A giant utility is asking for a taxpayer bailout, and more may be coming. Dairies wonder how they will pasteurize milk. The euro has sagged to a 20-year low against the dollar, and recession predictions are on the rise.
Those pressure points are signs of how the conflict and the Kremlin gradually choking off natural gas that keeps industry humming provoked an energy crisis in Europe and raised the likelihood of a plunge back into recession just as the economy was rebounding from the COVID-19 pandemic.
Meanwhile, high energy costs fuelled by the war are benefiting Russia, a major oil and natural gas exporter whose agile central bank and years of experience living with sanctions have stabilized the ruble and inflation despite economic isolation.
Europe’s most pressing challenge is shorter term: battle record inflation of 8.6% and get through the winter without crippling energy shortages. The continent relies on Russian natural gas, and higher energy prices are flowing through to factories, food costs and fuel tanks.
Uncertainty weighs on energy-intensive industries like steel and agriculture, which could face natural gas rationing to protect homes if the crisis worsens.
French President Emmanuel Macron says the government aims to conserve energy by switching off public lights at night and taking other steps. Similarly, German officials are begging people and businesses to save energy and ordering lower heat and air-conditioning settings in public buildings.
It follows Russia cutting off or reducing natural gas to a dozen European countries. A major gas pipeline also shut down for scheduled maintenance last week, and there are fears that flows through Nord Stream 1 between Russia and Germany will not restart.
Germany’s biggest importer of Russian gas, Uniper, has asked for government help after it was squeezed between skyrocketing gas prices and what it was allowed to charge customers.
Carsten Brzeski, chief eurozone economist at ING bank, foresees a recession at the end of the year as high prices sap purchasing power. Europe’s longer-term economic growth will depend on whether governments tackle the massive investments needed for the transition to an economy based on renewable energy.
Without investment, without structural change, the only thing left is to hope that everything will work as before but it won’t, Brzeski said.

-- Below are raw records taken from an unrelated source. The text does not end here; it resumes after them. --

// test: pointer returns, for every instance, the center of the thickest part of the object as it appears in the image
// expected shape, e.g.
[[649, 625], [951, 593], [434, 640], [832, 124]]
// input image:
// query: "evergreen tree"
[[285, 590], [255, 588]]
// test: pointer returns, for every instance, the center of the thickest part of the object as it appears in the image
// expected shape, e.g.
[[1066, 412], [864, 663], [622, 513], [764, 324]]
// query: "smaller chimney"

While Europe is suffering, Russia has stabilized its ruble exchange rate, stock market and inflation through extensive government intervention. Russian oil is finding more buyers in Asia, albeit at discounted prices, as Western customers back off.
After being hit with sanctions, the Kremlin built a fortress economy by keeping debt low and pushing companies to source parts and food within Russia.
Economists say the ruble’s exchange rate stronger against the dollar than before the war and declining inflation present a misleading picture.
Rules preventing money from leaving the country and forcing exporters to exchange most of their foreign earnings from oil and gas into rubles have rigged the exchange rate.
And the inflation rate has partially lost its meaning, Janis Kluge, an expert on the Russian economy at the German Institute for International and Security Affairs, wrote in a recent analysis. That’s because it does not account for disappearing Western goods, and lower inflation probably reflects sagging demand.
Some 2.8 million Russians were employed by foreign or mixed ownership firms in 2020, according to political scientist Ilya Matveev. If suppliers are taken into account, as many as 5 million jobs, or 12% of the workforce, depend on foreign investment.
Foreign companies may find Russian owners, and protectionism and a glut of government jobs will prevent mass unemployment.
But the economy will be far less productive, Kluge said, leading to a significant decline in average real incomes.